Tens of thousands of NBAA members have arrived in Las Vegas expecting to see airplanes on display–plenty of them. And these days, no show is complete without at least one airliner manufacturer trying to coax a few large-cabin bizjet owners to move up.
Airbus is attempting to persuade a few customers in Vegas by parking an ACJ319 at the Henderson Executive Airport static display. This is, in fact, the first time an ACJ319 is being shown in the U.S. and represents a business aviation version of the venerable A319 airliner flying with 99 different carriers around the globe. The aircraft on display includes an interior designed by Alberto Pinto Co.
Airbus vice president executive and private aviation François Chazelle said the company has more than 170 jets in service with private companies. “One-hundred-ten are from the ACJ318/319/320 family and 60 are VIP versions of the A330/340/380 aircraft,” he said.
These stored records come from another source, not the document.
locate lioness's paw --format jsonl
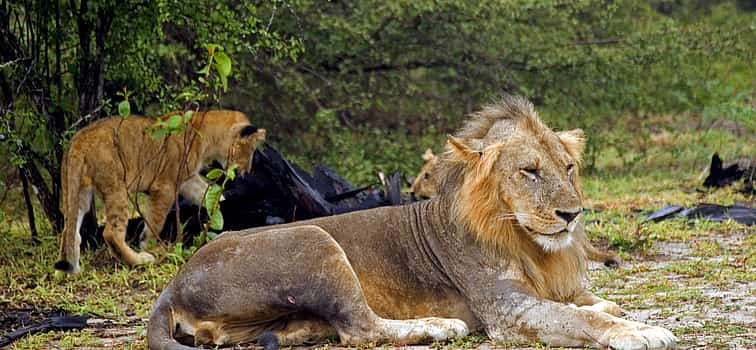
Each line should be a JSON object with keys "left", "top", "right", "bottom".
{"left": 136, "top": 252, "right": 156, "bottom": 265}
{"left": 601, "top": 321, "right": 677, "bottom": 350}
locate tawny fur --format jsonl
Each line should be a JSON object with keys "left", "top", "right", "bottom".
{"left": 147, "top": 96, "right": 675, "bottom": 350}
{"left": 410, "top": 148, "right": 440, "bottom": 199}
{"left": 55, "top": 110, "right": 265, "bottom": 274}
{"left": 412, "top": 140, "right": 618, "bottom": 267}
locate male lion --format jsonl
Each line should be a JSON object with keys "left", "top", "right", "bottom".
{"left": 148, "top": 96, "right": 676, "bottom": 350}
{"left": 54, "top": 111, "right": 266, "bottom": 274}
{"left": 411, "top": 148, "right": 621, "bottom": 267}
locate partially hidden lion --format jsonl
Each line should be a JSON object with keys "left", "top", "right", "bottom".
{"left": 54, "top": 110, "right": 266, "bottom": 274}
{"left": 411, "top": 148, "right": 621, "bottom": 267}
{"left": 147, "top": 96, "right": 676, "bottom": 350}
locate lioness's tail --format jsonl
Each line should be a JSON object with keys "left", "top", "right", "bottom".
{"left": 584, "top": 242, "right": 620, "bottom": 267}
{"left": 148, "top": 287, "right": 198, "bottom": 350}
{"left": 54, "top": 149, "right": 88, "bottom": 274}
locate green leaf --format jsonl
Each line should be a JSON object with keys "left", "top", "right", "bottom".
{"left": 167, "top": 114, "right": 183, "bottom": 129}
{"left": 176, "top": 91, "right": 195, "bottom": 101}
{"left": 205, "top": 43, "right": 221, "bottom": 55}
{"left": 183, "top": 110, "right": 194, "bottom": 123}
{"left": 203, "top": 184, "right": 223, "bottom": 211}
{"left": 151, "top": 128, "right": 168, "bottom": 139}
{"left": 207, "top": 231, "right": 218, "bottom": 241}
{"left": 205, "top": 168, "right": 223, "bottom": 181}
{"left": 214, "top": 51, "right": 232, "bottom": 78}
{"left": 209, "top": 210, "right": 224, "bottom": 231}
{"left": 118, "top": 100, "right": 130, "bottom": 118}
{"left": 226, "top": 164, "right": 238, "bottom": 180}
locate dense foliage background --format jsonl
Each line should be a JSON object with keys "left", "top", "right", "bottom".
{"left": 1, "top": 0, "right": 754, "bottom": 232}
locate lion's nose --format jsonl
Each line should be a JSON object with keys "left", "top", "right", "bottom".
{"left": 555, "top": 209, "right": 580, "bottom": 224}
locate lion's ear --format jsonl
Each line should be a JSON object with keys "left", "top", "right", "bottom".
{"left": 557, "top": 129, "right": 585, "bottom": 161}
{"left": 240, "top": 125, "right": 259, "bottom": 137}
{"left": 447, "top": 135, "right": 481, "bottom": 163}
{"left": 422, "top": 148, "right": 435, "bottom": 162}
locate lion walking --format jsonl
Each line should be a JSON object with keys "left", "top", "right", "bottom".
{"left": 55, "top": 111, "right": 265, "bottom": 274}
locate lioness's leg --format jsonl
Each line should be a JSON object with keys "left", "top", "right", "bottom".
{"left": 139, "top": 186, "right": 176, "bottom": 249}
{"left": 102, "top": 190, "right": 155, "bottom": 266}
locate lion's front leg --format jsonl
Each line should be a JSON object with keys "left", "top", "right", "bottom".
{"left": 477, "top": 281, "right": 676, "bottom": 349}
{"left": 571, "top": 290, "right": 624, "bottom": 317}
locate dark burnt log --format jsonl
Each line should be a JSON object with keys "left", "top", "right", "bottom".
{"left": 0, "top": 313, "right": 87, "bottom": 347}
{"left": 703, "top": 153, "right": 755, "bottom": 194}
{"left": 644, "top": 203, "right": 755, "bottom": 226}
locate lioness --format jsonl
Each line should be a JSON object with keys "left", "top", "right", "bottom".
{"left": 410, "top": 148, "right": 440, "bottom": 200}
{"left": 148, "top": 96, "right": 676, "bottom": 350}
{"left": 55, "top": 111, "right": 266, "bottom": 274}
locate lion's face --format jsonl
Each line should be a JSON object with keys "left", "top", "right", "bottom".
{"left": 228, "top": 125, "right": 266, "bottom": 176}
{"left": 443, "top": 97, "right": 586, "bottom": 253}
{"left": 411, "top": 149, "right": 440, "bottom": 199}
{"left": 494, "top": 130, "right": 584, "bottom": 251}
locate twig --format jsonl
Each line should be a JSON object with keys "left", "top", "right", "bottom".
{"left": 19, "top": 167, "right": 39, "bottom": 244}
{"left": 0, "top": 56, "right": 28, "bottom": 68}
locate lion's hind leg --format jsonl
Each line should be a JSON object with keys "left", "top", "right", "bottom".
{"left": 267, "top": 318, "right": 337, "bottom": 346}
{"left": 282, "top": 226, "right": 469, "bottom": 346}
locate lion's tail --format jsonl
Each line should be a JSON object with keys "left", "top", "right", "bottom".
{"left": 584, "top": 241, "right": 620, "bottom": 267}
{"left": 54, "top": 148, "right": 89, "bottom": 274}
{"left": 148, "top": 286, "right": 199, "bottom": 350}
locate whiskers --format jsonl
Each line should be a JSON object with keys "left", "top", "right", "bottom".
{"left": 496, "top": 213, "right": 520, "bottom": 222}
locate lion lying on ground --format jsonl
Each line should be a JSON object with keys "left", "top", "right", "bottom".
{"left": 55, "top": 111, "right": 266, "bottom": 274}
{"left": 148, "top": 96, "right": 676, "bottom": 350}
{"left": 411, "top": 148, "right": 621, "bottom": 267}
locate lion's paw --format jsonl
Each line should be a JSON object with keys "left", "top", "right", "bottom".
{"left": 136, "top": 252, "right": 156, "bottom": 265}
{"left": 579, "top": 300, "right": 624, "bottom": 317}
{"left": 386, "top": 317, "right": 468, "bottom": 343}
{"left": 423, "top": 318, "right": 469, "bottom": 341}
{"left": 600, "top": 321, "right": 677, "bottom": 350}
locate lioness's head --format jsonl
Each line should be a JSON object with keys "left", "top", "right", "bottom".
{"left": 227, "top": 124, "right": 266, "bottom": 176}
{"left": 410, "top": 149, "right": 440, "bottom": 199}
{"left": 438, "top": 95, "right": 585, "bottom": 253}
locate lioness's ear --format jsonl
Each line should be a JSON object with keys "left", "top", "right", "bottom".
{"left": 557, "top": 129, "right": 585, "bottom": 161}
{"left": 422, "top": 148, "right": 435, "bottom": 162}
{"left": 447, "top": 135, "right": 481, "bottom": 163}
The OEM delivered 15 business airplanes in 2010 worth $1.5 billion, he noted, adding, “In 2011, we are delivering about one aircraft per month.” Reflecting the changes to the business aircraft marketplace in the past five years, Chazelle said, “50 percent of these new aircraft are headed for the Middle East, 25 percent to China and the rest to Europe, Africa and the Americas.”
For an airplane with a voluminous 5,900-cu-ft cabin and the ability to fly 6,000 nm on a fill-up, the ACJ319 has a surprisingly tiny footprint, about that of a Bombardier Global 5000 or Gulfstream G550. However, the latter two business jets’ cabins are considerably smaller than that of the Airbus, at 2,022 and 1,669 cu ft, respectively. Those differences tend to make people sit up and take notice rather quickly, especially when they hear the price of an Airbus typically includes the cost of the cabin.
Chazelle said that Airbus customers tell him how arduous they find the process of outfitting a large-aircraft cabin. “It is quite complicated and risky. That’s why we sell the cabin either through our Airbus corporate jet centers or through any of nine approved outfitters. It’s not something we push at all, but we have delivered about 60 percent of the aircraft cabins [on aircraft we’ve sold]. It’s what customers want,” he said.
If ordered today, a new ACJ318/319/320 could be delivered by early 2013. “We have some reserve positions for the ACJ fleet coming down the [production] line,” Chazelle noted. Customers can choose an airliner to modify into an ACJ as little as 12 months before the delivery date, but an airliner version of one of these aircraft couldn’t be delivered until the 2014 to 2015 time frame.
While the new engine option (NEO) was the talk of the Paris Air Show this year, Chazelle said that option “is a little too far out [timewise]” to plan for business buyers. But ACJ buyers can choose from two available powerplants: either a version of the CFM56 family or the International Aero V2500. Another option many do choose is the sharklets standing up from the wingtips. “These have a pretty good value and a nice visual effect,” according to Chazelle.
Few customers probably realize the importance of which way the cargo doors swing on a large aircraft like the ACJ, but the direction adds value, according to Airbus. On the ACJ family, cargo doors swing out, while on the Boeings they swing inward. The difference translates into the ability to easily add or remove extra fuel tanks to the Airbus depending upon whether the mission calls for additional range or the ability to add more passengers and cargo. Chazelle said the tanks can be changed by local maintenance technicians overnight. An ACJ319 can typically operate with as many as three additional fuel tanks.
List price for an ACJ318 is $65 million, an ACJ319 $80 million and for the ACJ320 $85 million. Prices of aircraft in the A330/340/380 category are quoted on an individual basis.